Yes, It Can Get Worse
I know that many of you are very concerned about the coming congressional, senatorial and presidential elections. You have shared with me your troubled thoughts about a certain political party getting control of both Congress and the presidency. There are worries that the party in question will take away your legitimate firearms, will make you pay for the murder of babies before they are born, will pack the Supreme Court with people who have no respect for the original meaning of our Constitution, and will let hordes of illegal immigrants into the country to spread disease and overwhelm our public assistance programs, putting many Americans out of their jobs. Indeed, for many people, that thought sounds like the end of our nation, and when you pile on it a continuation of the terrible violence that has recently afflicted many cities at the hands of radicals, it just seems like too much to cope with.
There’s a myth building among conservative voters, who remember retiring on the evening of November 8, 2016, convinced that the candidate they had reluctantly voted for would lose to a seasoned politician, a person who had been endorsed by everybody and who was well up in the polls. They remember the elation they felt the next morning when their candidate had pulled it off, and his party had kept control of both houses of Congress. Everything they had feared would not come to pass. Now the Supreme Court would be blessed with God-fearing justices who would resist and overcome child-murder, would protect women and their rights and privacy from men who would take it away, and would restore natural marriage. Now the other party would accept defeat and work together so that our nation could be unified and move forward under the law of God and the direction of the Constitution.
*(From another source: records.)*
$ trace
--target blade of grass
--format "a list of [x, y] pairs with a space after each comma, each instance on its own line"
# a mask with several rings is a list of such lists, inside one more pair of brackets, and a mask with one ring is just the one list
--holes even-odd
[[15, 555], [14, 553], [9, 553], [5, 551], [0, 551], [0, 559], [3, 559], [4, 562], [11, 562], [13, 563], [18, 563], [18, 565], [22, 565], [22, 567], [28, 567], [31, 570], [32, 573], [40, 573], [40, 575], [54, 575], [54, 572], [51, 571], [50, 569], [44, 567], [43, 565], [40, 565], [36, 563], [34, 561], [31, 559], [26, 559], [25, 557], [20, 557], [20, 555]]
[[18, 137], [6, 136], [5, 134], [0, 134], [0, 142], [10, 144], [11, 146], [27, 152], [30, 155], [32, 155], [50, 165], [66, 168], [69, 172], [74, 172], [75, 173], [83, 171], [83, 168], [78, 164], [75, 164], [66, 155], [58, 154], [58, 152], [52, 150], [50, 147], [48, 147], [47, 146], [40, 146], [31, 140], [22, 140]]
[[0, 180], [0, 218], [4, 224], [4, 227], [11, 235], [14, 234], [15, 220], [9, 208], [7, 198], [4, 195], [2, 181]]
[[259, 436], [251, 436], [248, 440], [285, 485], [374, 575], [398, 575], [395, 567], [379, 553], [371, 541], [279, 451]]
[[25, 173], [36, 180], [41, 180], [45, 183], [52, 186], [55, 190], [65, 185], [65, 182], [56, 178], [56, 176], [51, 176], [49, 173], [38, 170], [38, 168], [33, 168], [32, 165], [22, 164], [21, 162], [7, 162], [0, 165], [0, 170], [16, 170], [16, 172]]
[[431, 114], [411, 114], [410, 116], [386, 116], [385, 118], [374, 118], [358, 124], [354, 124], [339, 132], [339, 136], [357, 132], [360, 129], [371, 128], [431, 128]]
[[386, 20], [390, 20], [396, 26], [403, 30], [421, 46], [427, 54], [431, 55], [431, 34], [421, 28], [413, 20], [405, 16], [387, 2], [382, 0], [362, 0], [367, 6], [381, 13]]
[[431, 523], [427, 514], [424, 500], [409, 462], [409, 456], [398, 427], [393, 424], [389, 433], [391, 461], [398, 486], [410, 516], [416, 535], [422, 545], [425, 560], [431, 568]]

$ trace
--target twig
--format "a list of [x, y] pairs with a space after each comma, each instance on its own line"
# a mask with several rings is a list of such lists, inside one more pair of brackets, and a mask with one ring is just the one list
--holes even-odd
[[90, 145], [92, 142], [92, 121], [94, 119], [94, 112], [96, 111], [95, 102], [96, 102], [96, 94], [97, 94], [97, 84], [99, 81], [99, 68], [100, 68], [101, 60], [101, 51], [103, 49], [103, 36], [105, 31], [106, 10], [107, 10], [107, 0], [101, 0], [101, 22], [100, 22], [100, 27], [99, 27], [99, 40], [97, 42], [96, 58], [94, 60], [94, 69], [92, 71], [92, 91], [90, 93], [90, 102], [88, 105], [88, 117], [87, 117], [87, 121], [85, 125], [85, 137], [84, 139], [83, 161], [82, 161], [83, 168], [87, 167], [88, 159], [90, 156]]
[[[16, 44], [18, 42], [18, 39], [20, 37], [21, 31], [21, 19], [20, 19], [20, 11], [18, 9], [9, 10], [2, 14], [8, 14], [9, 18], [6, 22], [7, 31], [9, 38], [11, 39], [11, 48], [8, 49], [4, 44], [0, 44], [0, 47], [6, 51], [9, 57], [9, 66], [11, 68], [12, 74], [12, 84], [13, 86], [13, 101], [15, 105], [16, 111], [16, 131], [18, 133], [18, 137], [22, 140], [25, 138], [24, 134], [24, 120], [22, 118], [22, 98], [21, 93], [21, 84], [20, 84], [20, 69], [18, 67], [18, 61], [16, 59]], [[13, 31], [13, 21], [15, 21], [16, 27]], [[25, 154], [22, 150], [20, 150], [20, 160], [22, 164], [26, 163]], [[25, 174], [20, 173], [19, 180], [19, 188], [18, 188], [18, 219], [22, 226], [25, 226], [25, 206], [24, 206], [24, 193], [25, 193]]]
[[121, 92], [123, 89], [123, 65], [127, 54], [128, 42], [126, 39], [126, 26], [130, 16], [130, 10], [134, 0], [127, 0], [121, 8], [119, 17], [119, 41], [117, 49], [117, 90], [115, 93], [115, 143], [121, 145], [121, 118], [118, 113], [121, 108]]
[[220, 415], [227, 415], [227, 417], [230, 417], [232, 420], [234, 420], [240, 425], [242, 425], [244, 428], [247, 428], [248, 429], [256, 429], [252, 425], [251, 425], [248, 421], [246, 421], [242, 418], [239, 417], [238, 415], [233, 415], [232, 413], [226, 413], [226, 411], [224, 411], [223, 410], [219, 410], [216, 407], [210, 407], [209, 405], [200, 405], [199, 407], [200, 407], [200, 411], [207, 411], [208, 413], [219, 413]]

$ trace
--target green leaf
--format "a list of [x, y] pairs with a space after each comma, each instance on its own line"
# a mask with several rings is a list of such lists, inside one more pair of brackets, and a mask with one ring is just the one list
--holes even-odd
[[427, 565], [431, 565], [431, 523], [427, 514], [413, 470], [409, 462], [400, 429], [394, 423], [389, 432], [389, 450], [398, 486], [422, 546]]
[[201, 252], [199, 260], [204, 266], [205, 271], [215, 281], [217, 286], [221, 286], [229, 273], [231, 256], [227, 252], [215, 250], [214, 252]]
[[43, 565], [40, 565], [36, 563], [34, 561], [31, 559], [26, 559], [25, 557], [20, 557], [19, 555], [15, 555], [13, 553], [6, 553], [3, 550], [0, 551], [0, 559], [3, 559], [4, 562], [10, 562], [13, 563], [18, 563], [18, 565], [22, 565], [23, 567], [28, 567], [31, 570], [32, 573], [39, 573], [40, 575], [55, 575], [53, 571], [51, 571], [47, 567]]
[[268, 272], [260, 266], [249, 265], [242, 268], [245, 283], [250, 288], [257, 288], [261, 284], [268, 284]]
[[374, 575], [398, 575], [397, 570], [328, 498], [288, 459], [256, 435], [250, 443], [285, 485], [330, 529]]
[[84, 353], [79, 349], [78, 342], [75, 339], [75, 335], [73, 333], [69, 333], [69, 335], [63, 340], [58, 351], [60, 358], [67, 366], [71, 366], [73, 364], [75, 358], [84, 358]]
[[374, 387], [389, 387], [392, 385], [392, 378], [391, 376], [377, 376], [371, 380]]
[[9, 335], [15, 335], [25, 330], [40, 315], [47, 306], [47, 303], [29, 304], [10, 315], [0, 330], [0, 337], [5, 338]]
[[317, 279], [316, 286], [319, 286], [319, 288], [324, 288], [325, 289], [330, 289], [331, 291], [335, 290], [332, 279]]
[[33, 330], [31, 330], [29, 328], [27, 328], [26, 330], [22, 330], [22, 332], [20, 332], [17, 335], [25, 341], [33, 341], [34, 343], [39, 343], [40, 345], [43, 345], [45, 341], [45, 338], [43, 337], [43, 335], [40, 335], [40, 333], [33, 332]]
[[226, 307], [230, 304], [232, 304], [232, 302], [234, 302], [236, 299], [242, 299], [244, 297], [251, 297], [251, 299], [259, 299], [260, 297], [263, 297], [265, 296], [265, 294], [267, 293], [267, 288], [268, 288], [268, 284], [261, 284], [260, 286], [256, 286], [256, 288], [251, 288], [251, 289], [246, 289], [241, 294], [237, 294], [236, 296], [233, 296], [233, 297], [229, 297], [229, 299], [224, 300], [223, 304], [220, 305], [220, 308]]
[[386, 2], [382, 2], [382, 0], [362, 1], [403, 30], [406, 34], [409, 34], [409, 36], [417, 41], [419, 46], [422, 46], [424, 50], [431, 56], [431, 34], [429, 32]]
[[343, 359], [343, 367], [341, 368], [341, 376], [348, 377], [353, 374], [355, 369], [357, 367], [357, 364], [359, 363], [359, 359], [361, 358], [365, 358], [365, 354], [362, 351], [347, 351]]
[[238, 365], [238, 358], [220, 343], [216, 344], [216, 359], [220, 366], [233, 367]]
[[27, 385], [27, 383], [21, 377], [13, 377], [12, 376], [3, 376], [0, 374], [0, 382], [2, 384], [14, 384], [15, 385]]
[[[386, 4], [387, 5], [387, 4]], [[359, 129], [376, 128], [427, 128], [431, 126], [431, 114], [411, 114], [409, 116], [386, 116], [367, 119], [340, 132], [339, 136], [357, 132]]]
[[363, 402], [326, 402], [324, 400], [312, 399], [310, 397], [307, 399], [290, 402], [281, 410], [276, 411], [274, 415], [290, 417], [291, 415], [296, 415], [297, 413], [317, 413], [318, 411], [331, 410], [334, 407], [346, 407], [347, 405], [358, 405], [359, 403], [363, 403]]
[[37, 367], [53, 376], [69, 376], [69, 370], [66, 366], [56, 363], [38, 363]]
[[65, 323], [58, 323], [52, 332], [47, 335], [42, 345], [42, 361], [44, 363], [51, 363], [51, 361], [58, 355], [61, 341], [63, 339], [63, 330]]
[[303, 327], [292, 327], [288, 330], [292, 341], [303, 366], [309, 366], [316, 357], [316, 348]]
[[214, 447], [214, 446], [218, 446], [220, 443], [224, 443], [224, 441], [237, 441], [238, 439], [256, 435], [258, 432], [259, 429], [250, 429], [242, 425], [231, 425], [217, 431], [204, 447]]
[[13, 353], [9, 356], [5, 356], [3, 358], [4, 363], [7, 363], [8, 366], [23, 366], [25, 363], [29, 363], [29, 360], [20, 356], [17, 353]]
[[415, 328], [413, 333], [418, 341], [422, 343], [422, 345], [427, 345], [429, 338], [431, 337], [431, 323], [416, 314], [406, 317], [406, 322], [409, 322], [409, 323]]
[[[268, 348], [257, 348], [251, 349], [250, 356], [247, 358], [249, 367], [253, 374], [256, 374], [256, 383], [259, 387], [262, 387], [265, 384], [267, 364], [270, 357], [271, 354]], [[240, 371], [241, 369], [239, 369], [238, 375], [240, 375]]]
Or not. The past four years have seen probably the worst division in our nation since the terrible strife of the 1860 decade. There is more hatred in the body politic than can be tolerated. There is open talk of civil war and insurrection, and armed gangs reminiscent of pre-war Nazi thugs roam the streets of large cities, terrorizing the residents. This is not what you expected, and this is not what we deserve, is it?
Or is it not? Have we moved as a nation toward a society in which the commandments to love God above all things and our neighbor as ourselves take priority over our national secular objectives? In the past four years what has been the focus of the victorious party? What accomplishments do they boast of? Frankly, they are all economic. Yes, at the State of the Union we heard bragging about the lowest unemployment among various socio-economic groups in the history of record-keeping, about the level of the stock market, about trade deals and restricted immigration that increased wages of citizens. And even after the plague struck and that economic activity began to sag, what was the measure of progress of recovery? Was it an improved marriage rate and family stability? Was it a reduction in sales activity on the Lord’s Day and an increase in church attendance? Was it reduction in the divorce rate and improvement in dads staying with families? You know the answer. We continue to measure progress as a nation by the number of unemployment claims and the rate of unemployment. And we take joy, not in our return to God and family, but in record levels in stock prices, totally fueled by the 24-hour printing press of the Federal Reserve, pouring cash into financial markets as the national debt takes off into the stratosphere and beyond.
So I look at today’s readings from the prophet Amos, and I see God responding to Israel’s infidelity by preparing a plague. But at the prayer of the prophet, God actually repents. Then He whips up a fire to devour the land, kind of like Southern California during a drought. But at the prayer of the prophet, God actually repents. But let me be clear, God doesn’t repent. God’s plan and desire for us is all good, always good. We are the ones who need to repent. Just as Amos was pointing out that even God appears to repent but His people refused to turn back to Him, so I must point out that even after that election of 2016, we as a people went back to our own plans, our own designs, our own vision of the good. And that was not a good vision. It was more of the same thing that got us into the mess we were in during last January–injustice, murder, blasphemy and profanation of Sunday.
So what is the answer? It frankly has nothing to do with the election. If November 3's results are one way, yes, we will murder more babies and see higher taxes and lower stock prices and stop drilling and have a huge economic depression. If it goes the other way, it appears that we will continue murdering babies and who knows about taxes and stock prices and oil drilling and a possible depression. You can’t increase the national debt by ten or twenty percent and have everything coming up roses. So the answer is not so much what happens on November 3 as what happens today and tomorrow. And that’s not a political issue. It is a personal and religious issue. We need as individuals and families to turn back to God’s Word and God’s law, and encourage our family and friends to do the same. And I have said the first thing we need to do is have national repentance, shown effectively in a massive turning away from shopping on Sunday and praying and working for an end to the worst epidemic–that of abortion. Simultaneously we need to get our evangelization ramped up to help people discover that the only real answer to the hollowness they feel in their hearts is to turn to Jesus through His Church. St. John Vianney did it in Ars in the 19th century. We must do it in ours, or, yes, things will get worse, and very, very soon.